Several organizations filed comments with the Commission urging the creation of this comprehensive database along with a safe harbor from liability for calls placed to reassigned numbers. Our team submitted robust comments on behalf of the Retail Industry Leaders Association (RILA), a leading trade association comprised of many of the country’s largest and most innovative retailers. RILA “applaud[ed] the Commission’s renewed attention, both in the Reassigned Numbers Further Notice and in the TCPA Public Notice of May 14, 2018, to the problem of inadvertent calls to reassigned numbers, which has been exacerbated by the lack of a comprehensive and authoritative database against which legitimate callers can scrub calling lists.” Comments of the Retail Industry Leaders Association at 2, In re Advanced Methods to Target and Eliminate Unlawful Robocalls, CG Docket No. 17-59 (June 7, 2018). RILA noted that “[n]either callers nor consumers have been well-served by the Commission’s prior approach to this issue, which created an unachievable standard for compliance, an unavoidable risk of liability, and an undeniable chilling effect on speech—none of which was defensible as a matter of law or advisable as a matter of policy. . . . Together, an authoritative database and safe harbor mechanism would be a meaningful step forward in the Commission’s broader effort to encourage important communications and discourage illegal robocalls.” Id. at 2–3. Similarly, the American Bankers Association wrote to the Commission expressing its “support[] [for] the creation of a centrally administered Reassigned Numbers Database that contains information on the permanent disconnection and reassignment of phone numbers. A critically important aspect of the Database is the provision of a safe harbor for companies that utilize the Database.” Comments of the American Bankers Association at 2, In re Advanced Methods to Target and Eliminate Unlawful Robocalls, CG Docket No. 17-59 (June 7, 2018).

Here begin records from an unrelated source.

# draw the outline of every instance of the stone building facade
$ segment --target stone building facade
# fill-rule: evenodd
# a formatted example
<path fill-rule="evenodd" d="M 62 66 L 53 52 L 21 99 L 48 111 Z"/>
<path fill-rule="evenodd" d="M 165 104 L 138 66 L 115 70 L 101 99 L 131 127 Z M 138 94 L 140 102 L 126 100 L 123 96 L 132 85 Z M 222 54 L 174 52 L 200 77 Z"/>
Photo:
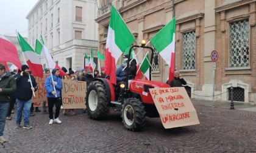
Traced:
<path fill-rule="evenodd" d="M 134 44 L 150 41 L 175 15 L 176 69 L 187 81 L 185 87 L 191 98 L 227 101 L 233 87 L 234 101 L 256 101 L 256 1 L 112 1 L 99 8 L 96 19 L 102 54 L 112 5 L 135 37 Z M 218 53 L 215 66 L 211 59 L 213 50 Z M 138 54 L 139 61 L 143 55 Z M 165 82 L 168 66 L 160 56 L 155 59 L 153 80 Z"/>
<path fill-rule="evenodd" d="M 41 34 L 54 61 L 60 66 L 80 70 L 91 47 L 98 50 L 97 5 L 94 0 L 40 0 L 26 16 L 28 42 L 35 47 Z M 96 63 L 96 59 L 95 59 Z M 43 67 L 48 67 L 41 56 Z"/>

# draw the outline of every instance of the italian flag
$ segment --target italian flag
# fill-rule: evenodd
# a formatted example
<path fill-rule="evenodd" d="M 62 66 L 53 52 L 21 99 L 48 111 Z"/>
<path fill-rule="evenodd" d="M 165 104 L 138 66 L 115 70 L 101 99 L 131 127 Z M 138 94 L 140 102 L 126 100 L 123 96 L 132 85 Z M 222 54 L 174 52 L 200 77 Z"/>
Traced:
<path fill-rule="evenodd" d="M 43 39 L 42 39 L 43 41 Z M 36 40 L 35 42 L 35 52 L 38 55 L 44 55 L 46 59 L 47 64 L 49 69 L 52 71 L 52 69 L 58 69 L 60 71 L 60 75 L 62 76 L 66 75 L 66 73 L 62 70 L 62 69 L 56 64 L 56 63 L 52 59 L 52 56 L 51 55 L 49 50 L 47 49 L 44 44 L 41 44 L 38 39 Z"/>
<path fill-rule="evenodd" d="M 129 51 L 130 50 L 130 47 L 128 47 L 128 48 L 126 49 L 126 52 L 124 52 L 124 55 L 128 54 Z M 140 64 L 138 64 L 138 61 L 137 58 L 136 57 L 135 52 L 134 52 L 133 49 L 132 49 L 132 52 L 130 53 L 130 59 L 135 59 L 136 60 L 136 66 L 137 66 L 137 72 L 136 73 L 135 79 L 142 79 L 143 77 L 143 74 L 142 73 L 141 71 L 140 70 Z"/>
<path fill-rule="evenodd" d="M 93 67 L 91 67 L 91 58 L 87 56 L 87 55 L 85 53 L 85 70 L 90 69 L 92 72 L 93 71 Z M 93 69 L 95 69 L 96 68 L 96 64 L 95 63 L 93 63 Z"/>
<path fill-rule="evenodd" d="M 148 53 L 146 55 L 143 60 L 142 61 L 141 64 L 140 65 L 140 69 L 138 70 L 140 70 L 145 76 L 146 80 L 149 80 L 149 56 Z"/>
<path fill-rule="evenodd" d="M 17 49 L 13 43 L 1 34 L 0 34 L 0 61 L 12 63 L 21 70 L 21 63 L 20 61 Z M 8 67 L 5 67 L 7 68 Z"/>
<path fill-rule="evenodd" d="M 20 45 L 25 58 L 24 59 L 29 67 L 29 69 L 31 70 L 32 75 L 43 78 L 43 66 L 38 56 L 21 35 L 18 32 L 17 35 Z"/>
<path fill-rule="evenodd" d="M 106 42 L 105 71 L 114 84 L 116 84 L 115 70 L 118 58 L 135 40 L 120 14 L 112 6 Z"/>
<path fill-rule="evenodd" d="M 169 80 L 174 77 L 175 27 L 176 18 L 173 18 L 150 40 L 160 55 L 169 66 Z"/>

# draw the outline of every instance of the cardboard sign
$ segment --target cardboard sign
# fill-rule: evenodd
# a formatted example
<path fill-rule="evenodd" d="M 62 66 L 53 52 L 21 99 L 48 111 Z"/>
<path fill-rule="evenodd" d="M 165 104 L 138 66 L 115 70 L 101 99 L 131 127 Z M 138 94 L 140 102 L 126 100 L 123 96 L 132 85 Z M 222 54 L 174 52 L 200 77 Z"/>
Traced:
<path fill-rule="evenodd" d="M 183 87 L 152 88 L 149 91 L 165 129 L 200 124 Z"/>
<path fill-rule="evenodd" d="M 38 88 L 37 90 L 35 92 L 35 97 L 32 95 L 32 102 L 35 103 L 34 106 L 38 107 L 41 106 L 41 103 L 43 101 L 47 101 L 46 97 L 46 91 L 44 89 L 44 81 L 45 79 L 50 75 L 48 74 L 44 74 L 43 78 L 40 78 L 38 76 L 35 76 L 35 82 L 37 83 L 37 86 Z"/>
<path fill-rule="evenodd" d="M 86 82 L 62 80 L 62 105 L 64 109 L 85 108 Z"/>

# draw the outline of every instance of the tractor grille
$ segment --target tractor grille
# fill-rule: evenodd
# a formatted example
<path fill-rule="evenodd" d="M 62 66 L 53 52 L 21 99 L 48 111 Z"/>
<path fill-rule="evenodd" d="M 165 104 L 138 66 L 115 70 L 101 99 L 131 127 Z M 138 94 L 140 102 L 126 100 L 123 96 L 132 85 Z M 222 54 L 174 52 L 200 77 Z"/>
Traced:
<path fill-rule="evenodd" d="M 244 101 L 244 89 L 241 87 L 233 87 L 233 100 Z M 231 90 L 229 88 L 229 100 L 231 100 Z"/>
<path fill-rule="evenodd" d="M 154 88 L 154 87 L 150 86 L 148 85 L 144 85 L 144 90 L 145 90 L 145 92 L 149 92 L 149 89 L 151 88 Z"/>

While parties await the FCC’s ruling on several key TCPA issues following the D.C. Circuit’s decision in ACA International in March 2018, this development is a step in the right direction for all parties. In Commissioner O’Rielly’s statement on yesterday's vote, he noted that he has “been promised that a comprehensive redo of our TCPA rules will be considered promptly.” Statement of FCC Commissioner Michael O’Rielly at 1, In re Advanced Methods to Target and Eliminate Unlawful Robocalls, CG Docket No. 17-59 (Dec. 12, 2018). He further stated that “[t]oday’s action is a positive development in reversing the previous FCC’s deeply-flawed 2015 TCPA Order. However, much more work remains, particularly on narrowing the prior Commission’s ludicrous definition of ‘autodialer,’ and eliminating the lawless revocation of consent rule. I am optimistic that our next steps will go a long way in reading the TCPA in a logical way and limiting wasteful and frivolous TCPA litigation that does nothing to protect consumers or stop illegal robocalls.” Id.